In a February 1 piece for Tribune Media Services, Stanford journalism
professor and Pulitzer Prize winner Joel Brinkley wrote about how
Vietnamese people are aggressive because they eat so much meat,
especially dogs.
That's an oversimplification of his article,
but not by much. Brinkley reached that baffling conclusion after a
ten-day tour of Vietnam, and the response to his ill-informed piece was
swift, fierce and overwhelmingly critical. For direct rebuttals, you can
read the comments section on the link above, or this, or this, or this.
What interests me about this fiasco, however, is what happened next. A
deluge of Tweets, blogs, Facebook posts and more illuminated how and
why the piece was unacceptable. Tribune Media Services posted an apology
for the piece not meeting their journalistic standards. A Change.org
petition for Brinkley's resignation from Stanford received hundreds of
signatures.
And Brinkley apologized. Sort of. Like so many people
of privilege before him, however, Brinkley's apology reads more as "I'm
sorry you're offended" than "I'm sorry I said something offensive."
Specifically, Brinkley wrote: "Vietnamese
seem to be particularly sensitive to criticism, like a lot of people
around the world... Some of them have told me in emails that this makes
them sound barbaric, which was not my intention." He also wrote: "The
column I wrote this week on Vietnam and its dietary practices has
offended a great number of people. That was not my intention at all, and
I’m sorry for that."
The latter one isn’t too bad, as far as
apologies-I’m-still-not-buying go. But the interesting thing is the
repeated use of a phrase that seems to be a trend in public apologies: "it wasn't my intention.”

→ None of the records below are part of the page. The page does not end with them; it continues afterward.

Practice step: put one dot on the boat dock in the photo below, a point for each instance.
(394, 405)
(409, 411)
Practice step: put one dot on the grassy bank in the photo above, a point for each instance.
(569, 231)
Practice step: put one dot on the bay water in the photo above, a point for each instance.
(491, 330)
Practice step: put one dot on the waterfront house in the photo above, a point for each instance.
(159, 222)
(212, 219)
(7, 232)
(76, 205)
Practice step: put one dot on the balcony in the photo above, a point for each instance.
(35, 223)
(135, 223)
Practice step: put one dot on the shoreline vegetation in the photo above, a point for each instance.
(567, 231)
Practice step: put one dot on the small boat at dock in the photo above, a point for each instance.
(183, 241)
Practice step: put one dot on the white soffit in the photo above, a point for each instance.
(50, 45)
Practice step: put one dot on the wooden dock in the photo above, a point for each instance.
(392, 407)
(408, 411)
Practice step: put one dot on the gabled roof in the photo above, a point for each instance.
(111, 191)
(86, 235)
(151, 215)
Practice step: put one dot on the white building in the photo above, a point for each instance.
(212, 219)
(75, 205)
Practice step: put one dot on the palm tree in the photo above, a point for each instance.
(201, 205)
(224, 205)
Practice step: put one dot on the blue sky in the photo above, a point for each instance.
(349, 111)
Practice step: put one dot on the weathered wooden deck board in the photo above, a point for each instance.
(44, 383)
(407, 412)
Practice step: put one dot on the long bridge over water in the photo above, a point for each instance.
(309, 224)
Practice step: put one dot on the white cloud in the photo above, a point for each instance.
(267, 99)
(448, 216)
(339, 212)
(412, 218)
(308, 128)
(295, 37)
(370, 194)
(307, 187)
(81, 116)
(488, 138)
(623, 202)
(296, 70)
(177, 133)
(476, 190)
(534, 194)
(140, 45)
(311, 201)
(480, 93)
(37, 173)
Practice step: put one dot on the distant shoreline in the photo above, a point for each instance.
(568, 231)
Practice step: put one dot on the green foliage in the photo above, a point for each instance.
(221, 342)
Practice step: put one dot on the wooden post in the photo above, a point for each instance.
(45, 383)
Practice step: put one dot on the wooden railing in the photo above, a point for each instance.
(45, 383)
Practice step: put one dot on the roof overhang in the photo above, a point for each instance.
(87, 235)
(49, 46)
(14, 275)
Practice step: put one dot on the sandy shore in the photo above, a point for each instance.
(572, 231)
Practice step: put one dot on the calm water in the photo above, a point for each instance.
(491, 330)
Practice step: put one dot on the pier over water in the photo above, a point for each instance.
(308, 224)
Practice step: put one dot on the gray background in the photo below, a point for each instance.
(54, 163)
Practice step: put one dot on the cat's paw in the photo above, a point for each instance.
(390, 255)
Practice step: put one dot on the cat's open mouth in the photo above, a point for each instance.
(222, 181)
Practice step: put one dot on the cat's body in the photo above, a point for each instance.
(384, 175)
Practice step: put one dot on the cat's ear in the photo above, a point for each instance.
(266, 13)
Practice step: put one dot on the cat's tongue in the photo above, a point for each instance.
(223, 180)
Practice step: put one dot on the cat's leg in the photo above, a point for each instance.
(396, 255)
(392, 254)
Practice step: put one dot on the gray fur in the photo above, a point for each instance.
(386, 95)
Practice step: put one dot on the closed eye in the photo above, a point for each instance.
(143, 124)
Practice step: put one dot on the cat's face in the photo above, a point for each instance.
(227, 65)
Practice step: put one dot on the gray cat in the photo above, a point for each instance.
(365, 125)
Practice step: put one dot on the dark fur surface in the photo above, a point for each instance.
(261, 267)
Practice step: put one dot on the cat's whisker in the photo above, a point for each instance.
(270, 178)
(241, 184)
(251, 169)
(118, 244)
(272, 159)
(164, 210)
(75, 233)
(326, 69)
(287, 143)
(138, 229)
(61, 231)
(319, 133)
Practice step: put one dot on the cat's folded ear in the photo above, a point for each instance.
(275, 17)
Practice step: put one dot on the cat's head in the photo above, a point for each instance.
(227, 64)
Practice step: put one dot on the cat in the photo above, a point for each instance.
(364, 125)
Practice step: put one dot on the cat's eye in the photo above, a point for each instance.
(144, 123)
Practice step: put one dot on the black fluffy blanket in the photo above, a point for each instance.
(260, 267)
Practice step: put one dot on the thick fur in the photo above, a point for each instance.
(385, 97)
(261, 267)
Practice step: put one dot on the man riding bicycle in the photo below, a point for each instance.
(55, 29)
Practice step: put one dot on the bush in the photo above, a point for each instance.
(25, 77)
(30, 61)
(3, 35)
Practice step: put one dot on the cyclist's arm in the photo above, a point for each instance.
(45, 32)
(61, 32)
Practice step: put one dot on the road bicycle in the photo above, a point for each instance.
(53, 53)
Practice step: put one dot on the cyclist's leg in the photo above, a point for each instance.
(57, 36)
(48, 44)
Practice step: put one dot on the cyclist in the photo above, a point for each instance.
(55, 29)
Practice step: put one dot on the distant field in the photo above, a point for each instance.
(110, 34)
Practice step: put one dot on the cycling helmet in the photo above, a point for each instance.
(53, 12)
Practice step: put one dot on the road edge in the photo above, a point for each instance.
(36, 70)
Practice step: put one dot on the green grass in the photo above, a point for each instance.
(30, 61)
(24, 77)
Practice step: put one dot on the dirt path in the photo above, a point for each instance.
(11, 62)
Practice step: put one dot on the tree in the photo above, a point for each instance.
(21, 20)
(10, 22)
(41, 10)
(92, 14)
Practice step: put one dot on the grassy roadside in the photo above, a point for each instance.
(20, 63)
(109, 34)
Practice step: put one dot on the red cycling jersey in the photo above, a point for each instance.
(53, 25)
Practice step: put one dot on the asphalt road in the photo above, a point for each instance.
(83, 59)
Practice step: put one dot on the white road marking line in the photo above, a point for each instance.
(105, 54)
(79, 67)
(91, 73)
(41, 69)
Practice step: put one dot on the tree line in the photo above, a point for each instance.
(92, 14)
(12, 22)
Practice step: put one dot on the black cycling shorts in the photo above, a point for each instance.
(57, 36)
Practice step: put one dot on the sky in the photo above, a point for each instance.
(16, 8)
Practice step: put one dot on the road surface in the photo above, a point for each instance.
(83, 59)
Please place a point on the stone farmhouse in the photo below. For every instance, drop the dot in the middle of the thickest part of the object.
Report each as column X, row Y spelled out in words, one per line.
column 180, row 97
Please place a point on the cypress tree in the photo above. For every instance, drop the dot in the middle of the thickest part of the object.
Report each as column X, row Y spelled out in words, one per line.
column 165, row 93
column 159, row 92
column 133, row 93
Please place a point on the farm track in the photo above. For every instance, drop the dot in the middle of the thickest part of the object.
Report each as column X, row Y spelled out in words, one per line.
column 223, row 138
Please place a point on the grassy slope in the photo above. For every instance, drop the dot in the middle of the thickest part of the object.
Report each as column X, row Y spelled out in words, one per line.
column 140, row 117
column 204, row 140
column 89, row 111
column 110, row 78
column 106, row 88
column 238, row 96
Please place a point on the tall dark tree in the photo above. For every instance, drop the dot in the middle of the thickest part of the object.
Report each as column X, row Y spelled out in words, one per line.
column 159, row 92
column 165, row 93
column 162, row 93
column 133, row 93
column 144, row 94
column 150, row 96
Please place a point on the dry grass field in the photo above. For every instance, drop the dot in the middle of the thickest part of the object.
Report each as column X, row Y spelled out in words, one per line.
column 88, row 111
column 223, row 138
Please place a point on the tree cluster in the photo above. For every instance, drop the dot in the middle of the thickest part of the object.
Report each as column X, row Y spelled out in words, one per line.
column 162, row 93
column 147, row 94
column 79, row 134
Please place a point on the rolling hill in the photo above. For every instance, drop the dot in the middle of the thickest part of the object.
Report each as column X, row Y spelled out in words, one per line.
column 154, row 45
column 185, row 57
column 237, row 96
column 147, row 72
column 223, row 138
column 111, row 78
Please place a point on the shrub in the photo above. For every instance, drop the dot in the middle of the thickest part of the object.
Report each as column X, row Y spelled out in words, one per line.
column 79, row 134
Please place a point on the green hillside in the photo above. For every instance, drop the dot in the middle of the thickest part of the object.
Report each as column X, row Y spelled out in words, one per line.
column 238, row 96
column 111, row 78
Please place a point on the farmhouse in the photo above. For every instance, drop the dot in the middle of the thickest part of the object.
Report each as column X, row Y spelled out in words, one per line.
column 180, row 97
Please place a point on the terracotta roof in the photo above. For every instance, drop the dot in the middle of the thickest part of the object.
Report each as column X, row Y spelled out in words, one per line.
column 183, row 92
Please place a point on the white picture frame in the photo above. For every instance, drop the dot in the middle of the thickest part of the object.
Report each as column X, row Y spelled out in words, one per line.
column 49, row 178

This is a handy, oft-used rhetorical device used to absolve oneself of
responsibility after saying or doing something offensive. It may sound
meaningful, but remember: if you burn a house down and people get hurt,
you don't get away with it because you thought the house was empty. If
you drive your car through the front window of a restaurant, the damage
is done whether or not you meant to do it. If you eat my lunch because
you thought I didn't want it, I'm going to be hungry regardless of your
intentions.
Responsibility isn't about our intentions. It's about the impact of our words and actions.
And
sometimes, our hearts really are in the right place. But saying
something hurtful out of ignorance or carelessness is only marginally
better than saying something hurtful out of malice-- and the impact is
exactly the same. To truly make amends for hurting someone, first you
have to be a big enough person to want to make amends. Then you have to
openly and respectfully listen to what people are saying. And then you
have to act on that new knowledge-- whether in a sincere public apology
that clearly illustrates you understand what you did wrong (beyond “poor
word choices” or “awkward phrasings,” because we all know that’s not
really the issue), a commitment to being more careful and conscientious
in the future, some sort of concrete act of contrition, or ideally, all
three.
This is much bigger than Brinkley, of course (though I’m
tempted to publish the private email he sent to a friend that pretty
much proves he’s not sorry at all, but suffice to say I don’t think he
learned much from this, except he now believes Vietnamese “are the most paranoid and sensitive people on the planet”).
It’s also bigger than any “famous-person-messing-up” story. This plays
out every day, in classes, workplaces, and all kinds of social spaces.
Learning how to let go of our egos and defensiveness, to make mistakes
gracefully, to apologize sincerely, and most importantly: to cultivate
the awareness and conscientiousness to avoid those mistakes in the first
place - this is the kind of work we all need to do.